Cartographic Analysis

Mixing elements without a key or proper labels is a pretty serious flaw in the map design. This is just another strong example of why people shouldn't get information from memes.

If a student turned this map into me as a project they had worked on, I would reject it entirely for the following reasons:

1) Too much JPG. The image format JPG is a lossy data format. What that means is that you can compress the image for a minor loss in quality. As I process photographs I can choose to make the file size smaller by increasing compression, and for the most part no one will ever notice the difference. However, repeatedly opening and re-saving a JPG will result in increasing JPG artifacts.

Here is a funny example of too much JPG compression.

2) Cannot be read. None of the data labels, none of the legend items, nothing on the map can be read. What even are the colors on the top map trying to show us? How much information do you think anything can share if you cannot read what it is attempting to say? This is the result of the previously mentioned JPG compression, but is itself an entirely different flaw.

3) Improper Symbolization. Point data should only be used to symbolize infrequent data. In other words, hundreds of points on a map doesn't correctly convey density. Compare and contrast the following two maps I have made.

This map of Tennessee Caves uses a heat map to show densities of features. This is advantageous for a few reasons.
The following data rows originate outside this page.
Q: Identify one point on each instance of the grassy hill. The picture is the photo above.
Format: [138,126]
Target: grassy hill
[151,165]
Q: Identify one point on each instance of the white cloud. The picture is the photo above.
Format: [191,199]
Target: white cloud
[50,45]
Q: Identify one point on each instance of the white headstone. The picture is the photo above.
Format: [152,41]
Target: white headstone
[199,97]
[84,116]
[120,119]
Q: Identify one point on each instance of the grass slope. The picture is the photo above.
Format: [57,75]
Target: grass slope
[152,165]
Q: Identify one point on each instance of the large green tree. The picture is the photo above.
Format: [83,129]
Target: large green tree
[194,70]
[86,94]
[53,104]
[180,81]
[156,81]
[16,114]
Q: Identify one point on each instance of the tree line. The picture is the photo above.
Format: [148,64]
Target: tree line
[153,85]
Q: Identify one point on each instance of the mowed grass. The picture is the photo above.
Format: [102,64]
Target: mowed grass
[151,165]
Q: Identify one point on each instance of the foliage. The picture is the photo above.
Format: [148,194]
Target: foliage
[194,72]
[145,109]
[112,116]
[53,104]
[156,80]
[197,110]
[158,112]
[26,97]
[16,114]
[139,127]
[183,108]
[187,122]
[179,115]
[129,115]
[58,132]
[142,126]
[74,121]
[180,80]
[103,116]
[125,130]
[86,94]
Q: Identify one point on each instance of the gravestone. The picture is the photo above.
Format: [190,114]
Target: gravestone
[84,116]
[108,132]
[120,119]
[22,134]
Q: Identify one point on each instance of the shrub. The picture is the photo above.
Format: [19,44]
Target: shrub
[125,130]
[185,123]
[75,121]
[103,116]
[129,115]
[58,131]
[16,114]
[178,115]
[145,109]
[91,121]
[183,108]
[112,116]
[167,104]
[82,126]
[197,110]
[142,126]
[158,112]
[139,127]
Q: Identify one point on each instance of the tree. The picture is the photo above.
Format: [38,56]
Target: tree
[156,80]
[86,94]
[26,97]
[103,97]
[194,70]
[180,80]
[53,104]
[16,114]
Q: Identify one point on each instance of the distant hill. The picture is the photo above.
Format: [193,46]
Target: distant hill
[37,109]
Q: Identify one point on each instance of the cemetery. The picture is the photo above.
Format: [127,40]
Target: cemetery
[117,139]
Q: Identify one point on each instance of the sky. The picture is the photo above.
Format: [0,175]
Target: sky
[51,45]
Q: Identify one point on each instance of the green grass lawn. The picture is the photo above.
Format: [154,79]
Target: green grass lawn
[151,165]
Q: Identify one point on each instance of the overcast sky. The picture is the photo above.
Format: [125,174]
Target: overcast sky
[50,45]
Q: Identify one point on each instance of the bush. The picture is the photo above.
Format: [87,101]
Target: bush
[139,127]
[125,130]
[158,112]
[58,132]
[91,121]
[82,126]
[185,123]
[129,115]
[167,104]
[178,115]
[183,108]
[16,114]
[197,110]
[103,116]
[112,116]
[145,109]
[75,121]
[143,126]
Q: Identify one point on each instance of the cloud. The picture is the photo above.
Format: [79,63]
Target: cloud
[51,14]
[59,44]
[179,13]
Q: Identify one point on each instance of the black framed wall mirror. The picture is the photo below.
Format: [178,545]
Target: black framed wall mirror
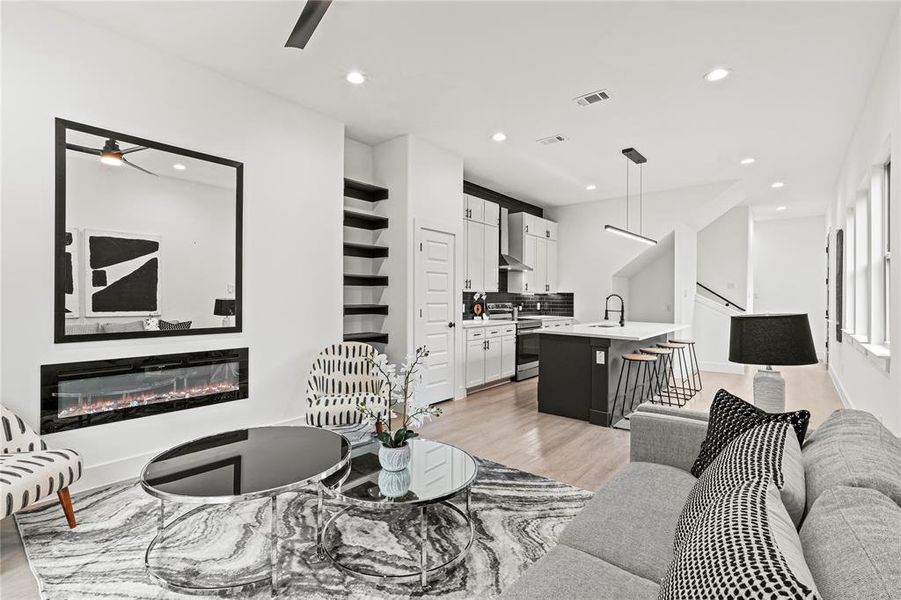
[148,238]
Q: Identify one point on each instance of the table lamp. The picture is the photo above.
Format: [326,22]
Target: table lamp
[780,340]
[225,308]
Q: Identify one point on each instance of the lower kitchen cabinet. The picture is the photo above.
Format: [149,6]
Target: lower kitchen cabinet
[490,354]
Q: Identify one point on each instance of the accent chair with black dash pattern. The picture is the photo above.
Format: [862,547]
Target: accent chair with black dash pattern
[30,472]
[342,378]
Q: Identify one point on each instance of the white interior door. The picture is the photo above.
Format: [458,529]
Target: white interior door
[436,317]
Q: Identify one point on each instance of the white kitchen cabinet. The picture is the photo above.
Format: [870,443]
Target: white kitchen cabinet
[508,355]
[474,276]
[533,240]
[482,245]
[475,362]
[552,265]
[493,359]
[491,254]
[490,354]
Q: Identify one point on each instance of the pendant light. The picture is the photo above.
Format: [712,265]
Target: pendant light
[635,156]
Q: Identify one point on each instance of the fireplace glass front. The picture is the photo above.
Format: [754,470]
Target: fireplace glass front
[91,393]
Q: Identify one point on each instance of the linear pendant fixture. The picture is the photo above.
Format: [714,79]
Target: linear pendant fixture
[635,156]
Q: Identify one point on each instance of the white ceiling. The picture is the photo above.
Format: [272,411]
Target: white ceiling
[455,72]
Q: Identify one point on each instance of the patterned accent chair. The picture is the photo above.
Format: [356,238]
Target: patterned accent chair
[29,472]
[340,379]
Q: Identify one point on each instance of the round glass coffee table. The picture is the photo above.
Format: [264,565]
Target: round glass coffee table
[437,473]
[238,466]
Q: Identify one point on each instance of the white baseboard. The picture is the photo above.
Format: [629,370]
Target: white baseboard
[720,367]
[842,394]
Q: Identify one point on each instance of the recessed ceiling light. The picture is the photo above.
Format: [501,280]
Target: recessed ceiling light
[717,74]
[356,78]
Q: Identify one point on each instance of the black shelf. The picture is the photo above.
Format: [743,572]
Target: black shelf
[368,280]
[365,309]
[359,219]
[367,336]
[365,250]
[364,191]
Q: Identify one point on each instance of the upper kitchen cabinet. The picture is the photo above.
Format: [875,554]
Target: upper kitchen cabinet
[482,244]
[533,241]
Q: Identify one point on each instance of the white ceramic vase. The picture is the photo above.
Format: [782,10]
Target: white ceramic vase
[394,459]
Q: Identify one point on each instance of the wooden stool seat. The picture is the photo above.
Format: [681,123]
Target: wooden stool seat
[657,351]
[639,357]
[672,345]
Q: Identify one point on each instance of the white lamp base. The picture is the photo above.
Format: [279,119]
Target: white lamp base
[769,391]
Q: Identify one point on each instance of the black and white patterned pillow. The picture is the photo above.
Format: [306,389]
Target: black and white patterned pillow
[743,546]
[170,325]
[766,451]
[730,416]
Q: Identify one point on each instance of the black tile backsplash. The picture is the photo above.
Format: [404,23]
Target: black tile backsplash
[551,304]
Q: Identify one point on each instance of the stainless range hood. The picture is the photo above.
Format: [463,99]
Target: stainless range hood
[507,262]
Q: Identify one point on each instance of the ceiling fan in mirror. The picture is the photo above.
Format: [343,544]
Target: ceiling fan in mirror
[111,154]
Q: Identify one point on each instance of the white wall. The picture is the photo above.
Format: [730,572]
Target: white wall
[589,257]
[863,381]
[790,271]
[724,256]
[197,248]
[358,159]
[292,222]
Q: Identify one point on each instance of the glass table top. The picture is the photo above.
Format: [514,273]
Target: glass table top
[245,464]
[436,472]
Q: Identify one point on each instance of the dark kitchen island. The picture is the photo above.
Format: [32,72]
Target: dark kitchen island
[579,365]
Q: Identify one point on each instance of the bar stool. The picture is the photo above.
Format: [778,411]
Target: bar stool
[644,375]
[661,378]
[695,368]
[680,386]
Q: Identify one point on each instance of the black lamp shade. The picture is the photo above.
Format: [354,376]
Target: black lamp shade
[224,307]
[771,340]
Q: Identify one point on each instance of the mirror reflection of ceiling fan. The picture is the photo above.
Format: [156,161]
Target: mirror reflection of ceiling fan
[312,13]
[112,154]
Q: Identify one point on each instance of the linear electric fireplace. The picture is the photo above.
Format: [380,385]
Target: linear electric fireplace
[83,394]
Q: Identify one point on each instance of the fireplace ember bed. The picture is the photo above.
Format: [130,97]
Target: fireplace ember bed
[83,394]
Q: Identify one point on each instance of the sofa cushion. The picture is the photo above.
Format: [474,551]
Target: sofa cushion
[768,450]
[568,573]
[730,416]
[852,542]
[631,521]
[852,448]
[743,546]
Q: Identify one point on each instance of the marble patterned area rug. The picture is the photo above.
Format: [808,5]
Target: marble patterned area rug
[518,517]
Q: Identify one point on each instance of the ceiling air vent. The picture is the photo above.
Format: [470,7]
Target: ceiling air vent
[592,98]
[553,139]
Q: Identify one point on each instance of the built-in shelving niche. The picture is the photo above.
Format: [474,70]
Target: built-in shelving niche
[364,258]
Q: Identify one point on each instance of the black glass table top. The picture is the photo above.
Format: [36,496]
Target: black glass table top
[245,464]
[436,472]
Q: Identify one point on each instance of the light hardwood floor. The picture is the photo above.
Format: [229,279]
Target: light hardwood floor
[503,424]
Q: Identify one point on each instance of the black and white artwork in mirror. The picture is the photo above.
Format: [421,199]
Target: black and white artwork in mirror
[149,237]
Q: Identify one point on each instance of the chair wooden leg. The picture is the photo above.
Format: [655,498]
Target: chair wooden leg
[66,501]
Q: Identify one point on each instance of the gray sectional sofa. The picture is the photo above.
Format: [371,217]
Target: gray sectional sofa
[620,546]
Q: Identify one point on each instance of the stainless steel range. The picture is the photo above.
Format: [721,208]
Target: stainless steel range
[527,328]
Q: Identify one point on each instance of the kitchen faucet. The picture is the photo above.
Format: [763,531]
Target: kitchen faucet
[621,311]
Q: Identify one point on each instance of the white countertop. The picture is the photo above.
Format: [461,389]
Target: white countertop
[486,323]
[632,331]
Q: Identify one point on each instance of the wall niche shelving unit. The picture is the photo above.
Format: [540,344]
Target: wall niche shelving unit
[363,256]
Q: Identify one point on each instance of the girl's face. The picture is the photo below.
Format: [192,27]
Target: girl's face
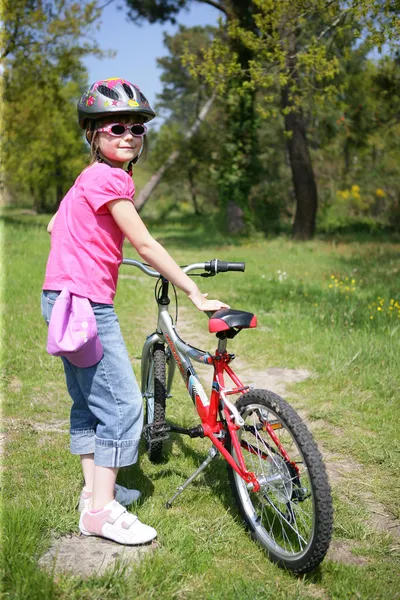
[122,149]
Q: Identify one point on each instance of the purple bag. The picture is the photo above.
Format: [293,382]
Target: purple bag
[73,331]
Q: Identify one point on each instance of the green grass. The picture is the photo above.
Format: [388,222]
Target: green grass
[351,401]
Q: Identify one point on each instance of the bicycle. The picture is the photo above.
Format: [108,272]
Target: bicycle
[276,472]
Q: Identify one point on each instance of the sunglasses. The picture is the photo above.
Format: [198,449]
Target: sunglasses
[118,129]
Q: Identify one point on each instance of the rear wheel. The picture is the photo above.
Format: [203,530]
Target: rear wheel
[291,515]
[155,395]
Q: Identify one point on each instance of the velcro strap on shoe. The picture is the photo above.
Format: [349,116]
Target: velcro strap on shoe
[116,514]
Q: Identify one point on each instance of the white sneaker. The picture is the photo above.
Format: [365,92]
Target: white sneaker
[115,523]
[122,495]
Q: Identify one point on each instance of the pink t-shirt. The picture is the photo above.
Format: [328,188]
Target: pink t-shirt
[86,242]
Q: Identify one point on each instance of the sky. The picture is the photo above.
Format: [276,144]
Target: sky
[138,47]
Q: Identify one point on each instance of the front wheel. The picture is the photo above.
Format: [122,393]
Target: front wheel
[155,396]
[291,516]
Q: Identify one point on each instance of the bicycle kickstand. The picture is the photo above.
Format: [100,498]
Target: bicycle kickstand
[212,453]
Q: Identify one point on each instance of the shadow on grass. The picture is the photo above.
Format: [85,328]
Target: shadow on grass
[191,231]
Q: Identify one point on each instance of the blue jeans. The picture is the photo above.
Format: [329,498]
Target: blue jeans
[107,408]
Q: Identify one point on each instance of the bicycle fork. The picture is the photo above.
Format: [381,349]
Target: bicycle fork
[212,453]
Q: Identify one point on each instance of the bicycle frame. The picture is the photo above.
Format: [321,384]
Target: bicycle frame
[207,408]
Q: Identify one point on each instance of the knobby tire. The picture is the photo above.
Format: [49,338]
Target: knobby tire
[291,516]
[158,384]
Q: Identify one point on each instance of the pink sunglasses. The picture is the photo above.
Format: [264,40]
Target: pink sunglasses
[118,129]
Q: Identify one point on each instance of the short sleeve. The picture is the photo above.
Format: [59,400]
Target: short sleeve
[102,184]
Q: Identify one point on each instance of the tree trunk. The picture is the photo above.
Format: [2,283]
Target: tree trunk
[193,191]
[155,179]
[300,160]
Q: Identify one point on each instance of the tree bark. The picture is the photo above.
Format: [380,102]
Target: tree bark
[155,179]
[303,178]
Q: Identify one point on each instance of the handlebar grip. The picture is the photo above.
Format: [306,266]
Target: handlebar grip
[222,266]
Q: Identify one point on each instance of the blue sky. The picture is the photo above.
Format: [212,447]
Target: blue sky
[138,47]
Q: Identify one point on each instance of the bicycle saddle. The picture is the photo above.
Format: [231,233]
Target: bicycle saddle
[227,318]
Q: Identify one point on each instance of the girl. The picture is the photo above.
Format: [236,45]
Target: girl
[87,234]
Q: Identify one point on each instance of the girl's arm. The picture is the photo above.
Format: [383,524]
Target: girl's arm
[153,253]
[51,223]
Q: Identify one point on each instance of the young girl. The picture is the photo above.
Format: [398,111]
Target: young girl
[87,234]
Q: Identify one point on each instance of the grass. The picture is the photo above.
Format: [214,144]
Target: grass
[307,319]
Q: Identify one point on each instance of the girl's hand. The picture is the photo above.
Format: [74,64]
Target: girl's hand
[200,301]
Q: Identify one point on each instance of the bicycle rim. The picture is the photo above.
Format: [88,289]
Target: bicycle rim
[291,515]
At this scale a map of caves would look like a mess of points and would obscure most other map elements. Many points would be overlapping to the point where it generally seemed like a large blob. Points are inappropriate here and either a heat map or a choropleth map would work.

Tennessee Cave Distribution Map, data 2018 (11x17)

This map shows locations of Comb Graves. At the request of the author we left the point data in tact, despite my objections. Note that at the scale the map is produced at there are plenty of overlapping points and the overall design is very busy. Compare with the above map. Which better conveys information?

The Tennessee Comb Grave Tradition - Figure 1 color variant

4) Where did they even get the data? As someone who has been caving for more than a decade and making state level density maps for a a few years, I would really like to know where their cave data came from. I have high level contacts across the United States and am generally a respected caver and I had to plea, debate, beg, sign contracts, and kiss butt to get the data for the handful of states I've managed to map (read more here: The Origins of Data, and the Future of State Cave Surveys).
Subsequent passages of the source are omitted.